50 points| wspeirs | 2 years ago |blaz.is

13 comments

order

bjfish|2 years ago

The log scale charts make it seem like the performance is all the same. It would be nice to see relative performance in a table or chart.

anacrolix|2 years ago

yeah that's the most honest charting I've seen. they're not looking for headlines, respect

lokeg|2 years ago

Skimming this I did not really understand the programming model difference from glommio or tokio-uring. Aside from striving to be cross-platform, how is this significantly different?

atlas_hugged|2 years ago

Never heard of this “coloring” thing.

From a quick google it’s about the “color” of a function being red or blue as defined here (I think): https://journal.stuffwithstuff.com/2015/02/01/what-color-is-...
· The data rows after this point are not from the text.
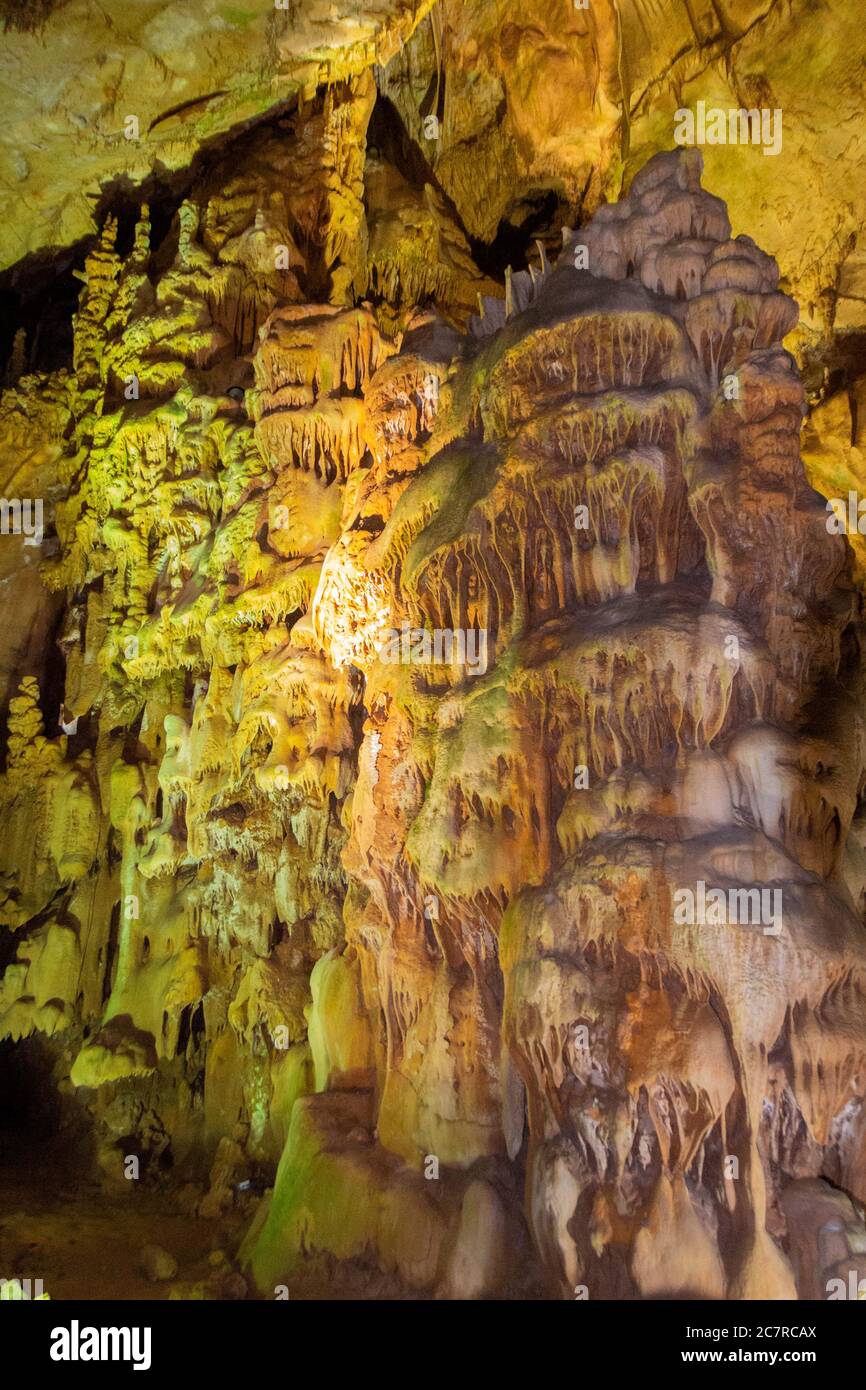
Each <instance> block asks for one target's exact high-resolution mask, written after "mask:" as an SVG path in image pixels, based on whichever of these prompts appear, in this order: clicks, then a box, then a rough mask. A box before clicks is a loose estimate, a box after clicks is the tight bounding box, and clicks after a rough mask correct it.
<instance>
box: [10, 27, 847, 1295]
mask: <svg viewBox="0 0 866 1390" xmlns="http://www.w3.org/2000/svg"><path fill="white" fill-rule="evenodd" d="M470 8H471V7H470ZM436 32H438V31H436V26H435V25H431V26H430V35H431V40H430V42H434V40H435V38H436ZM407 51H409V57H407V58H406V60H403V58H400V60H399V61H398V64H396V68H395V70H393V72H392V79H393V82H395V83H396V85H398V88H399V90H398V88H395V89H393V90H392V89H391V88H389V86H388V81H392V79H391V78H389V79H388V81H385V79H384V78H381V75H379V88H381V89H382V90H385V92H391V97H392V99H393V103H395V107H396V106H399V104H400V103H403V104H405V101H406V100H407V97H406V89H405V88H402V86H400V83H399V82H398V78H399V75H400V72H402V71H403V68H402V67H400V64H403V63H405V64H407V71H409V70H411V65H413V64H421V67H423V57H424V43H423V42H418V44H417V46H416V49H414V50H407ZM413 54H414V56H413ZM602 58H603V61H605V64H606V67H610V64H612V63H613V56H612V54H607V57H605V56H603V54H599V61H602ZM395 74H396V76H395ZM416 76H417V72H416ZM632 79H634V75H632ZM485 81H487V79H485ZM218 95H222V93H218ZM478 100H481V93H480V95H478ZM491 101H492V96H491ZM375 103H377V88H375V85H374V81H373V76H371V75H370V72H368V71H366V70H363V68H361V70H360V71H357V72H349V74H348V75H345V78H343V79H342V81H338V82H335V83H332V85H331V86H329V88H328V89H327V90H324V89H320V90H318V93H317V95H316V96H309V99H307V100H306V101H302V103H300V104H297V106H296V107H295V108H293V111H292V113H284V114H282V115H281V117H279V118H278V120H275V121H271V122H265V124H261V125H259V126H254V128H252V129H250V131H247V132H246V133H245V135H242V136H239V138H238V140H236V142H235V143H234V145H232V149H231V150H228V152H227V153H225V154H224V156H221V157H218V158H211V160H210V161H207V163H206V164H202V167H200V168H199V172H197V174H196V175H195V178H193V179H192V182H190V185H189V188H188V189H186V193H185V196H183V197H182V199H181V200H179V203H178V206H177V208H175V210H174V211H172V215H171V218H170V220H168V225H165V217H164V213H163V210H160V229H158V231H154V227H156V217H154V211H156V210H152V208H149V207H147V206H146V204H145V206H142V207H140V211H139V215H138V220H136V221H135V225H128V227H124V225H118V220H117V218H115V217H111V215H108V217H107V218H106V220H104V224H103V225H101V228H100V234H99V236H97V238H96V239H95V240H93V242H92V245H90V246H89V249H88V252H86V256H85V259H83V263H82V265H81V267H79V271H78V272H79V278H81V281H82V288H81V296H79V300H78V309H76V313H75V320H74V349H72V354H71V360H70V363H68V366H67V367H64V368H58V370H54V371H28V370H26V364H25V363H24V354H25V345H24V343H22V342H21V341H17V346H15V350H14V352H13V359H11V360H10V366H8V368H7V382H8V385H7V389H6V392H4V393H3V398H1V400H0V450H1V471H3V480H4V486H6V489H7V495H10V488H11V486H13V485H14V486H15V488H17V489H18V493H19V495H24V493H25V492H29V493H31V495H32V496H36V495H38V493H39V495H40V496H42V498H43V499H44V537H38V535H29V537H28V535H24V537H21V538H15V537H6V535H4V538H3V543H4V546H7V549H4V552H3V563H4V571H3V573H4V584H6V585H7V594H8V595H10V599H8V613H7V616H6V624H7V631H6V634H4V641H3V646H4V653H3V660H0V674H1V677H3V682H4V689H3V691H0V695H1V698H3V708H4V709H6V710H7V719H6V723H7V733H6V763H4V771H3V774H1V776H0V816H1V821H3V830H4V834H3V840H1V845H0V853H1V865H0V870H1V874H3V877H1V880H0V888H1V891H3V906H1V912H0V920H1V923H3V926H4V929H6V937H7V940H8V941H10V942H11V945H10V947H8V949H6V952H4V958H3V959H4V960H7V962H8V963H7V965H6V970H4V973H3V976H1V980H0V1033H1V1034H3V1037H6V1038H11V1040H25V1038H29V1037H31V1036H40V1037H44V1038H46V1040H47V1041H46V1042H44V1045H46V1048H49V1051H50V1056H51V1059H53V1066H54V1074H56V1079H57V1083H58V1086H60V1090H61V1093H63V1094H64V1097H65V1098H67V1104H68V1105H76V1106H78V1109H79V1111H81V1112H82V1113H85V1115H86V1116H88V1122H89V1125H90V1150H89V1161H90V1162H92V1165H93V1169H95V1170H97V1172H99V1175H100V1180H101V1181H103V1183H104V1184H106V1187H107V1188H113V1190H115V1191H122V1190H124V1188H125V1184H126V1179H128V1177H129V1166H128V1165H129V1159H131V1158H135V1159H136V1172H140V1181H143V1183H146V1184H147V1183H149V1184H163V1187H164V1188H165V1191H167V1193H170V1194H172V1193H177V1191H178V1190H179V1188H181V1187H182V1188H183V1193H185V1194H186V1200H189V1193H190V1191H192V1200H193V1202H195V1205H196V1209H197V1211H199V1212H200V1215H203V1216H210V1218H217V1219H218V1218H220V1215H221V1213H224V1212H227V1211H228V1209H229V1207H232V1204H234V1202H236V1201H238V1195H236V1194H238V1188H239V1187H243V1184H246V1186H247V1187H253V1188H254V1187H256V1186H263V1187H265V1188H267V1190H265V1193H264V1195H263V1197H261V1200H260V1201H259V1202H256V1204H254V1205H250V1208H249V1222H247V1229H246V1233H245V1237H243V1241H242V1244H240V1247H239V1248H238V1251H236V1259H238V1266H239V1268H240V1269H242V1270H243V1273H245V1277H246V1287H247V1289H249V1291H250V1293H254V1291H259V1293H260V1294H263V1295H267V1297H272V1295H274V1290H275V1289H289V1290H292V1295H300V1297H303V1295H304V1294H307V1295H309V1294H311V1295H316V1294H321V1293H327V1291H329V1290H332V1289H335V1287H345V1289H348V1290H349V1291H352V1293H356V1294H361V1295H381V1294H417V1295H421V1297H434V1295H435V1297H459V1298H464V1297H480V1295H506V1297H539V1295H550V1294H552V1295H556V1297H574V1295H575V1294H577V1297H584V1295H587V1294H588V1295H589V1297H621V1298H631V1297H660V1295H680V1297H688V1295H702V1297H710V1298H719V1297H728V1298H758V1297H770V1298H796V1297H826V1293H824V1290H826V1287H827V1280H828V1279H831V1277H834V1276H835V1275H840V1276H841V1277H842V1279H847V1277H848V1270H849V1269H855V1270H856V1272H858V1276H862V1275H865V1273H866V1225H865V1223H863V1215H862V1207H860V1204H862V1202H866V1111H865V1108H863V1101H865V1098H866V929H865V910H866V851H865V847H866V812H865V810H863V806H865V802H863V796H865V792H866V730H865V727H863V710H865V698H863V695H865V692H863V662H862V635H863V624H862V598H860V577H862V559H860V556H859V555H858V556H855V555H853V553H852V550H851V548H849V546H848V542H847V539H845V537H844V535H841V534H837V531H838V527H837V528H834V527H833V525H828V514H827V506H826V502H824V498H823V496H820V495H819V493H817V492H815V491H813V489H812V486H810V485H809V481H808V480H806V473H805V468H803V463H802V461H801V424H802V420H803V414H805V393H803V386H802V384H801V373H799V368H798V364H796V361H795V359H794V357H792V354H791V353H790V352H788V350H787V349H785V347H784V346H783V339H785V338H787V336H788V335H790V334H792V332H794V331H795V328H796V325H798V309H796V304H795V302H794V300H792V299H791V297H790V296H788V295H785V293H784V292H783V291H781V289H780V277H778V268H777V264H776V260H774V259H773V257H771V256H769V254H766V253H765V252H763V250H760V249H759V246H758V245H756V243H755V242H753V240H752V239H751V238H749V236H748V235H744V234H741V235H737V236H734V235H733V232H731V221H730V217H728V210H727V207H726V204H724V203H723V202H721V200H720V199H719V197H717V196H713V193H712V192H709V190H706V189H705V188H702V158H701V154H699V152H698V150H695V149H691V150H680V152H676V153H660V154H656V156H655V157H652V158H649V160H648V161H646V163H645V164H644V165H642V167H641V168H639V171H637V172H635V174H634V178H632V179H631V182H630V189H628V193H627V195H624V196H623V197H620V199H619V200H616V202H609V203H605V202H603V200H602V199H601V196H599V197H598V200H596V202H598V203H599V204H601V206H598V211H596V213H595V215H594V217H592V218H591V220H588V221H587V222H584V225H581V227H580V228H569V227H567V225H566V227H563V228H562V232H559V229H557V239H559V242H560V246H557V247H556V249H552V247H550V239H549V238H548V239H546V240H544V239H542V242H541V243H539V246H538V249H537V252H534V253H532V256H531V259H530V265H528V268H527V270H524V271H520V272H512V271H510V270H509V271H507V274H506V277H505V289H502V288H500V286H499V284H498V282H496V279H495V277H493V275H492V267H491V264H488V265H487V268H481V267H480V264H478V261H480V260H482V259H484V257H482V256H481V254H480V253H478V247H477V246H475V247H474V246H473V242H471V240H470V232H471V235H475V234H480V232H481V231H484V228H481V227H475V228H470V231H468V232H467V225H468V218H466V217H464V215H463V217H461V215H459V213H457V210H456V206H455V204H459V203H460V200H461V199H463V197H464V196H466V190H464V189H463V192H460V189H461V185H460V178H461V175H460V171H459V167H457V165H456V164H455V163H453V160H455V158H456V156H455V153H453V149H450V153H449V147H448V145H445V146H443V147H442V158H443V160H445V161H446V170H445V172H441V177H439V178H438V179H435V181H434V179H432V178H431V179H430V181H428V182H424V181H423V179H418V178H417V177H416V178H413V177H411V172H413V171H411V168H410V163H411V161H407V160H403V161H402V167H400V161H399V160H396V158H395V157H393V126H389V125H388V122H386V121H385V122H384V124H382V121H381V122H379V125H378V126H375V125H373V124H371V121H374V115H373V113H374V107H375ZM531 104H532V103H531V101H530V97H527V106H525V107H520V104H514V106H513V107H512V115H510V118H512V120H516V121H517V120H520V118H521V110H523V113H524V115H527V111H528V108H530V107H531ZM382 120H384V118H382ZM527 120H528V115H527ZM389 129H391V135H389ZM373 132H375V140H377V142H378V143H374V133H373ZM368 135H370V138H368ZM524 153H525V152H524ZM527 157H528V156H527ZM588 157H594V156H592V152H589V156H588ZM449 160H450V161H452V163H448V161H449ZM489 215H493V218H495V217H498V215H499V214H498V213H496V211H495V210H493V213H491V214H489ZM488 231H489V228H488ZM801 327H802V325H801ZM834 399H835V398H833V395H831V393H830V395H828V396H827V404H823V406H822V407H820V409H819V410H816V411H815V413H813V416H812V418H810V423H809V432H808V434H806V436H805V441H803V443H805V455H806V459H808V460H810V467H812V477H813V480H815V478H817V480H820V478H822V477H824V475H830V474H831V475H833V477H834V478H838V477H840V474H838V471H835V473H833V468H831V464H830V463H828V459H830V457H831V456H833V457H834V459H835V463H837V464H840V467H841V466H842V464H844V468H845V470H847V471H845V474H844V477H845V478H855V477H856V464H858V459H859V450H858V449H856V442H852V436H851V420H849V417H848V424H847V427H845V428H848V434H845V428H841V430H838V428H834V427H833V420H831V418H830V417H828V411H831V410H835V411H837V414H838V411H840V406H838V402H837V404H835V406H834V404H833V400H834ZM845 400H849V398H848V396H845ZM822 410H823V411H824V414H823V416H822ZM842 413H844V411H842ZM840 439H841V441H842V442H841V443H840ZM840 460H841V463H840ZM833 467H835V464H834V466H833ZM830 520H833V518H830ZM39 541H42V543H39Z"/></svg>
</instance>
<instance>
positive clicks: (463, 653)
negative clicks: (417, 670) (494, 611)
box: [379, 623, 487, 676]
mask: <svg viewBox="0 0 866 1390" xmlns="http://www.w3.org/2000/svg"><path fill="white" fill-rule="evenodd" d="M379 660H382V662H388V663H389V664H396V663H403V664H406V666H432V664H436V666H466V667H467V669H468V671H470V673H471V674H473V676H484V673H485V671H487V628H485V627H470V628H466V631H464V630H463V628H460V627H459V628H456V630H455V631H452V628H450V627H434V628H425V627H410V626H409V623H403V624H402V627H399V628H398V627H391V628H386V631H385V634H384V639H382V644H381V646H379Z"/></svg>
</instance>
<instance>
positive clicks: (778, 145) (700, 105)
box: [674, 101, 781, 154]
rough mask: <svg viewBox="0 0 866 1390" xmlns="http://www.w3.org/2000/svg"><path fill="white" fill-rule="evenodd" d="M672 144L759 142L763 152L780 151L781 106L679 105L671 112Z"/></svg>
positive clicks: (770, 153) (768, 152) (729, 144)
mask: <svg viewBox="0 0 866 1390" xmlns="http://www.w3.org/2000/svg"><path fill="white" fill-rule="evenodd" d="M674 143H676V145H763V153H765V154H780V153H781V110H780V108H778V107H776V110H774V111H770V110H769V107H762V108H760V110H756V108H752V110H749V111H746V110H745V108H744V107H731V108H730V110H727V111H726V110H723V108H721V107H716V106H713V107H710V108H709V111H708V108H706V101H698V106H696V110H695V111H692V110H691V107H687V106H681V107H678V108H677V111H676V113H674Z"/></svg>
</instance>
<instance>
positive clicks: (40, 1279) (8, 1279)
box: [0, 1279, 49, 1302]
mask: <svg viewBox="0 0 866 1390" xmlns="http://www.w3.org/2000/svg"><path fill="white" fill-rule="evenodd" d="M47 1297H49V1295H47V1294H46V1291H44V1286H43V1283H42V1279H0V1302H22V1301H24V1302H29V1301H31V1300H39V1301H42V1300H47Z"/></svg>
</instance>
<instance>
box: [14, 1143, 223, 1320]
mask: <svg viewBox="0 0 866 1390" xmlns="http://www.w3.org/2000/svg"><path fill="white" fill-rule="evenodd" d="M229 1240H231V1237H229V1236H228V1234H227V1229H225V1223H222V1222H215V1220H203V1219H200V1218H196V1216H189V1215H183V1213H178V1212H172V1211H171V1209H167V1200H165V1197H164V1195H161V1194H160V1193H146V1191H139V1193H135V1194H133V1195H131V1197H128V1198H125V1197H121V1195H118V1197H111V1195H106V1194H104V1193H103V1191H100V1188H99V1187H96V1186H86V1184H81V1186H72V1184H70V1186H65V1184H64V1181H63V1175H61V1176H60V1180H58V1173H57V1169H56V1168H53V1169H42V1170H40V1169H39V1168H31V1170H29V1172H28V1173H22V1172H21V1169H18V1170H17V1172H13V1170H8V1169H6V1170H4V1169H1V1168H0V1277H4V1279H13V1277H18V1279H28V1277H29V1279H42V1283H43V1289H44V1291H46V1293H47V1294H49V1295H50V1297H51V1298H53V1300H54V1298H57V1300H74V1298H82V1300H124V1301H125V1300H135V1298H147V1300H164V1298H168V1297H170V1294H171V1291H172V1289H174V1290H175V1297H177V1295H178V1294H179V1295H181V1297H186V1298H189V1297H193V1298H195V1297H209V1294H207V1293H203V1291H202V1290H203V1286H204V1283H206V1280H213V1276H214V1268H213V1265H210V1262H209V1257H210V1255H211V1251H214V1250H220V1248H222V1250H224V1248H225V1245H227V1244H228V1243H229ZM145 1245H160V1247H163V1250H167V1251H168V1252H170V1254H172V1255H174V1257H175V1259H177V1262H178V1273H177V1276H175V1277H174V1279H172V1280H171V1282H164V1283H153V1282H150V1280H149V1279H147V1277H146V1275H145V1273H143V1272H142V1269H140V1268H139V1258H140V1252H142V1248H143V1247H145ZM210 1297H213V1294H210Z"/></svg>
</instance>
Isn’t this weird and unnecessary? I dunno. It’s probably just me.

kritr|2 years ago

It’s frequently used to describe the problem of calling an async function from a sync one or vice versa. There’s other applications of the term though (pure vs impure functions).

I think it just happens to be that we like assigning colors to differentiate things in the mathematical side of CS.

KolmogorovComp|2 years ago

The associated video has quite a cool intro [0], however after that it’s fairly slow and lack details, apart from perf and cross platform characteristics (which are cool).

[0]: https://www.youtube.com/watch?v=EBAC1KcjR28

threeseed|2 years ago

Am I missing something or is it is significantly slower than std library.

spullara|2 years ago

I've always wondered why completion i/o systems require you to hand them a buffer rather than a buffer pool. Handing them a buffer means that you are keeping a huge amount of memory allocated when you have a huge number of connections.

h33p|2 years ago

For TCP, you'd generally want to have a buffer pool and issue one repeating request that takes buffers out from that pool. This is what io_uring allows you to do.

The difficulty comes from APIs ability to expose that buffer pool nicely. I am on the lookout to model this better, but no clear solution that does not make assumptions about the backend at play.

For now, however, with careful design you can skip the allocated buffers and supply a stack reference. So long as you have assurances the stack wont move (Rust's pinning guarantee), you should be able to pass that reference to the io system without problems. Not saying this results in zero copies being made - the backend usually has strict alignment requirements and alike, but hey, we at least get rid of one allocation!

wtallis|2 years ago

io_uring appears to have had this feature since kernel 5.7 in 2020.